Ob Luxusbau oder familiengerechtes Stadthaus - lange vor dem Richtfest sind viele Immobilien bereits vermietet oder verkauft.

Hamburg. Wo die Chemnitzstraße in Altona in die Holstenstraße mündet, erinnert noch eine riesige Wandmalerei an die eher beschaulichen, alternativ geprägten Jahre dort: Um politisch korrekten Nicaragua-Kaffee geht es dort auf dem Bild, um Solidarität der Völker und die richtige Lebenseinstellung. Das Bild soll zwar bleiben, aber es wird bald hinter einem Anbau verschwinden. Davor schieben sich bereits Bagger durch eine riesige Kuhle, die demnächst Tiefgarage werden soll. Rund 115 neue Wohnungen werden hier auf dem Gelände einer alten Schule gebaut, als Eigentum oder zur Miete.

Ein Projekt von vielen, die derzeit in Baulücken, auf Wiesen oder ehemaligen Gewerbeflächen mitten in Hamburg entstehen. Und für das es offenbar eine außerordentlich hohe Nachfrage gibt: 80 Prozent der Eigentumswohnungen des Investors Wulff Hanseatische Bauträger GmbH sind bereits verkauft, viele Wohnungen vermietet, hieß es gestern während einer Besichtigungstour des Bundesverbands Freier Immobilien- und Wohnungsunternehmen (BFW) zu verschiedenen Baustellen in der Stadt. Überall zeigt sich ein ähnliches Bild: Ob Luxusbau, familiengerechtes Stadthaus, Eigentumswohnung oder Mietwohnung - lange vor dem Richtfest ist vieles bereits vermietet oder verkauft. In letzter Zeit greifen häufig Anleger zu, die nach der Finanzkrise eine sichere Anlage suchen, wie der BFW sagt.

"Wir haben in Hamburg eindeutig einen Trend zurück in die Stadt - das belegt diese enorme Nachfrage", sagt der BFW-Landesvorsitzende Andreas Ibel. Gut ablesbar sei diese Entwicklung beispielsweise auch beim Bau von Luxuseinheiten: Etwa 450 solcher "hochpreisiger" Bauten seien derzeit in Hamburg auf dem Markt: so an der Elbchaussee von der Grundstücksgesellschaft Manke GmbH oder auch im Marco-Polo-Tower in der HafenCity , im Kristall-Turm am Holzhafen oder beim Projekt Sophienterrassen in Harvestehude. 5000 bis knapp 7000 Euro pro Quadratmeter kosten beispielsweise Wohnungen an der Elbchaussee, bis zu 15.000 Euro im Marco-Polo-Tower.

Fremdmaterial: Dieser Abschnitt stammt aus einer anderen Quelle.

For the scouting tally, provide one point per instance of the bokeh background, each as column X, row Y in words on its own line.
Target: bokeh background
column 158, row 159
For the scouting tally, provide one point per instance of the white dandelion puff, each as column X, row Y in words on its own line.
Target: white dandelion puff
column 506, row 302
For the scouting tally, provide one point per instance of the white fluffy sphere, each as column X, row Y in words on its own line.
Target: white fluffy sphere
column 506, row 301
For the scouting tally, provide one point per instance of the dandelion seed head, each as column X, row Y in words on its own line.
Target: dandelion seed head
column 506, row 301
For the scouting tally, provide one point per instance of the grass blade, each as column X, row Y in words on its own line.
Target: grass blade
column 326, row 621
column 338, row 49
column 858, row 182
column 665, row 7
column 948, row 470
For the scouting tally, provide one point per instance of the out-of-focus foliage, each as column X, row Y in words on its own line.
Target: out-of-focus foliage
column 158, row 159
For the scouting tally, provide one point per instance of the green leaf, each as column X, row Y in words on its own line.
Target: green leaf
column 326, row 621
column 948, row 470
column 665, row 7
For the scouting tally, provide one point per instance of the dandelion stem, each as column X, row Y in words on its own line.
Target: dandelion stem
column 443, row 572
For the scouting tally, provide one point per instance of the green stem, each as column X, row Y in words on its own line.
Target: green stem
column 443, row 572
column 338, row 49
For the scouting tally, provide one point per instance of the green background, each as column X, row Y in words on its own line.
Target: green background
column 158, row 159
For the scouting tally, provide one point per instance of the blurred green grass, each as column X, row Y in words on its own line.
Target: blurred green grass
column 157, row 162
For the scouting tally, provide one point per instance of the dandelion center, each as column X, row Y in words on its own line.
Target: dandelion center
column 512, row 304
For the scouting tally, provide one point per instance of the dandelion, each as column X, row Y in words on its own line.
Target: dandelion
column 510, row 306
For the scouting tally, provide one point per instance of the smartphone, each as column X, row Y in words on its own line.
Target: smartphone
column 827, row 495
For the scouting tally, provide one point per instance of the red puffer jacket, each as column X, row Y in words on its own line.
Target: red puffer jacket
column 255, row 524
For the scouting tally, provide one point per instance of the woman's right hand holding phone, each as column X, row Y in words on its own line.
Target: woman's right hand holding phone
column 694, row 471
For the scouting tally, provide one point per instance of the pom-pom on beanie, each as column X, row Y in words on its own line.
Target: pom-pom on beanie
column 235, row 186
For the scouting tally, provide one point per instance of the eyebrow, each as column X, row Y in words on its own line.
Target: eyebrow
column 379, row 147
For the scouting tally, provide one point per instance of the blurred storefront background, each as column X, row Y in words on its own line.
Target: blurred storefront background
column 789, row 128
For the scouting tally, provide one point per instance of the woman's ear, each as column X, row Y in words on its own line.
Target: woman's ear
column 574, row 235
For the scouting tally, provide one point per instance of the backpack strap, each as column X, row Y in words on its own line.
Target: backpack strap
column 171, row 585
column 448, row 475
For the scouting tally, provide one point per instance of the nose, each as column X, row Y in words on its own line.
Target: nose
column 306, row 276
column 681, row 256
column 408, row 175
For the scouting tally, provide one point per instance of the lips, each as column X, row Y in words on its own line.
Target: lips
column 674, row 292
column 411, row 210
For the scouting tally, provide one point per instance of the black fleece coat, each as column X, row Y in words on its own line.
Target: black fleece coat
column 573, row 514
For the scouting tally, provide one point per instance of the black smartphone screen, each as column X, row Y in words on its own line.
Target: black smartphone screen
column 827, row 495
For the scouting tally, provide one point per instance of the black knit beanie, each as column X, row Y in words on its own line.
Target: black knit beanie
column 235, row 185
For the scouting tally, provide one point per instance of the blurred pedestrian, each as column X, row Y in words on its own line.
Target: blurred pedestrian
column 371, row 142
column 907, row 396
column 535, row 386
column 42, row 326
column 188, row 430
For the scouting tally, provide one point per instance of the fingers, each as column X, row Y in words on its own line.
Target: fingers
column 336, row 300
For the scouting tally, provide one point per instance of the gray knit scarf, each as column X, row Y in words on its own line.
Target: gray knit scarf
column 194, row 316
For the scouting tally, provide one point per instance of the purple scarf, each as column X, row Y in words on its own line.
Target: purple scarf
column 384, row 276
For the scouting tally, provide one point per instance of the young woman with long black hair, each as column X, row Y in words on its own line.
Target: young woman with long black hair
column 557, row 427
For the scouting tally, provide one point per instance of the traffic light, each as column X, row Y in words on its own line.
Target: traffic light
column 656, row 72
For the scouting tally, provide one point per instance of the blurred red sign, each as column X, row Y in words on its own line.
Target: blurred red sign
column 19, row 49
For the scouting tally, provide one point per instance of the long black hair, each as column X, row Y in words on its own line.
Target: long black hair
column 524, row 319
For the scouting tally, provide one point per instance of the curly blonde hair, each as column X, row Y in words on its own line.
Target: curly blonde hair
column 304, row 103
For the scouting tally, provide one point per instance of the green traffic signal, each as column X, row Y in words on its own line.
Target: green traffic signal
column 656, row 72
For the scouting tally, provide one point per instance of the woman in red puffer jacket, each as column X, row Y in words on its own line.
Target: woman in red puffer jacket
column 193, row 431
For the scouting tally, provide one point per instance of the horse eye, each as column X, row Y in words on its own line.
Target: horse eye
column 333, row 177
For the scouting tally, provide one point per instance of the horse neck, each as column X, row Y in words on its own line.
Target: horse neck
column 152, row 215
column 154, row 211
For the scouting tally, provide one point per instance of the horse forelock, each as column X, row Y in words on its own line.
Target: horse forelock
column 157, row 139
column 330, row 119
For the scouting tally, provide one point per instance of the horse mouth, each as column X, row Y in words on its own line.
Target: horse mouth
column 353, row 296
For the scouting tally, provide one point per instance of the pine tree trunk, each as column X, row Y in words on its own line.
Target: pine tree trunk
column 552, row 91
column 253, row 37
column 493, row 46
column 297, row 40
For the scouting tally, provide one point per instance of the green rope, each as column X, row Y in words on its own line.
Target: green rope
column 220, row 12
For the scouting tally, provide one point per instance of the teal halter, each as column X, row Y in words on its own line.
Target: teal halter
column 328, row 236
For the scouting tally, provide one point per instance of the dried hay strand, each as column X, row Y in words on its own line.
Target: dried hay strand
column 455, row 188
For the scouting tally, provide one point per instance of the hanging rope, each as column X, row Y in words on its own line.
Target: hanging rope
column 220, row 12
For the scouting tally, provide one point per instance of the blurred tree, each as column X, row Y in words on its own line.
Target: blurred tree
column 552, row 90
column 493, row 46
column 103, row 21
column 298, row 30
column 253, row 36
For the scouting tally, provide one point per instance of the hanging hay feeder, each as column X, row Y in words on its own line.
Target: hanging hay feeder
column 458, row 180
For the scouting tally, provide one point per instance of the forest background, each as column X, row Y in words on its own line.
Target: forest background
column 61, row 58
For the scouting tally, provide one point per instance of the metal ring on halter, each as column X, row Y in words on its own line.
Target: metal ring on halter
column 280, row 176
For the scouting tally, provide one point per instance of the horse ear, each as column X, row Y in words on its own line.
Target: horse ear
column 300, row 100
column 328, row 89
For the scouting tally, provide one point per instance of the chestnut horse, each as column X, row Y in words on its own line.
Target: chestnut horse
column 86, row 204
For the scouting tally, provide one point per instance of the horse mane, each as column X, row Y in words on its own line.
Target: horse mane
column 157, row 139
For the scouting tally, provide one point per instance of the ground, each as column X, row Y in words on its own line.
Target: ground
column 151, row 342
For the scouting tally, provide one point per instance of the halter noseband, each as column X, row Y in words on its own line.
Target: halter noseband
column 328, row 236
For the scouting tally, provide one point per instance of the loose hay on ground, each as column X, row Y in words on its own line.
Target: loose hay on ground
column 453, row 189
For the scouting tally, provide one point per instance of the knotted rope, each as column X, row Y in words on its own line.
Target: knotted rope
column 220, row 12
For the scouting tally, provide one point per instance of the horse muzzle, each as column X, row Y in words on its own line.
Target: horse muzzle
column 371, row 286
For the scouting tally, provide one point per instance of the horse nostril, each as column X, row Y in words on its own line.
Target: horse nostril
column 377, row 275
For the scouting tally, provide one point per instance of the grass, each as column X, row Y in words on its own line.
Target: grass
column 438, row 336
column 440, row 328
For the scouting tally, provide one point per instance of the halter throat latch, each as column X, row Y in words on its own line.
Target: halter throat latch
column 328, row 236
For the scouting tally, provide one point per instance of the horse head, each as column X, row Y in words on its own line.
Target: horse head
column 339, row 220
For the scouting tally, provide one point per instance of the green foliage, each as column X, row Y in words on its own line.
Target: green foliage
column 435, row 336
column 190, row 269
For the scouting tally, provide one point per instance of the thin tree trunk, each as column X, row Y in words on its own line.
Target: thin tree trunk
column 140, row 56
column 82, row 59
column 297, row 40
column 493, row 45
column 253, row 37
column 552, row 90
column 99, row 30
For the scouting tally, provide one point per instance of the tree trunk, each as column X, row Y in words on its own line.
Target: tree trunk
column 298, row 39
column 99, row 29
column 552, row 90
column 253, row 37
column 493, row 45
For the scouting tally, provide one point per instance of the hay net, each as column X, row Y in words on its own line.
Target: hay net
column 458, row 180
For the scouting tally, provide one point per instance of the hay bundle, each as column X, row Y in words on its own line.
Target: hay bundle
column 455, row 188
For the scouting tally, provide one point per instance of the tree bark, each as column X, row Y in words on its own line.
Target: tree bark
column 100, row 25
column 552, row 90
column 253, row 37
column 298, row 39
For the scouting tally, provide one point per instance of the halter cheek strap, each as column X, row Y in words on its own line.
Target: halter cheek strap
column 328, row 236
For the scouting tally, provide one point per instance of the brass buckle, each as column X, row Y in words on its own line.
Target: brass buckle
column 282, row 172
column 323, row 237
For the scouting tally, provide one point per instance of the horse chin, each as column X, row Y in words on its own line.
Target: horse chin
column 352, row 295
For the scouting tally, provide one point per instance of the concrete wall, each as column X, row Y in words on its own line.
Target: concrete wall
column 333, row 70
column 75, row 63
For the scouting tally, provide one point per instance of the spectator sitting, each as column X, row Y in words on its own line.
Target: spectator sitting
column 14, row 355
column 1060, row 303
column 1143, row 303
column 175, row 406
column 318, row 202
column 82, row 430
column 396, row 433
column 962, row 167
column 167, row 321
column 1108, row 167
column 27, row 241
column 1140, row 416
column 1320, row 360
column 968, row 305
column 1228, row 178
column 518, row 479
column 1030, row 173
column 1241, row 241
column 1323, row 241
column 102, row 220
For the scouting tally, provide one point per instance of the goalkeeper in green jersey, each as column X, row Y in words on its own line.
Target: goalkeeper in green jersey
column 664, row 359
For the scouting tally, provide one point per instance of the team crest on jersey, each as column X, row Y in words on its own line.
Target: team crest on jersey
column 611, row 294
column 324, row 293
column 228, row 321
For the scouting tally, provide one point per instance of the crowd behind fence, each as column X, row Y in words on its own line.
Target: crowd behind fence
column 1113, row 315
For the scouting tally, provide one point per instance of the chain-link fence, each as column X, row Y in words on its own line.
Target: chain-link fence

Dabei lag die Obergrenze in Hamburg noch vor kurzer Zeit bei 8000 Euro. "Solche Preise werden jetzt gezahlt, weil es die Nachfrage dafür gibt. Dagegen fallen für die großen Villen im Umland oft die Werte", sagt Andreas Ibel. Das zeige, dass es auch in diesem Markt den Trend in die Stadt gebe - genauso wie beim Bau familiengerechter Wohnungen.

Und da erlebe beispielsweise Lokstedt gerade einen Boom. Über 900 unterschiedliche Wohnungen werden dort von Mitgliedern des Immobilienverbandes gebaut - mehr als im viel zitierten Gebiet der Internationalen Bauausstellung (IBA) in Wilhelmsburg. Die Lage in Lokstedt mit seiner guten Infrastruktur sei einfach besser nachgefragt. Und es gebe weiterhin eine große Nachfrage, so BFW-Vorsitzender Ibel.

Wie auch diverse Mietervereine kritisiere der BFW daher, dass derzeit in Hamburg zu wenige Wohnungen gebaut werden können. Ibel: "Es liegt nicht an der Nachfrage, es liegt nicht an der Finanzierung, es liegt einzig daran, dass zu wenig Grundstücke in Hamburg rechtzeitig zum Bauen zur Verfügung stehen." Seine Forderung an den Senat daher: Die Stadt müsse viel mehr für Gewerbe ausgewiesene Flächen zu Wohnbauflächen umwidmen, da es einfach mehr Bedarf für Wohnungen als für Büros gebe. Auch die langen Genehmigungswege in Hamburg seien oft ein Hindernis. Ibel: "Wenn wir dürften, könnten unsere Mitgliedsunternehmen noch viel mehr bauen als bisher."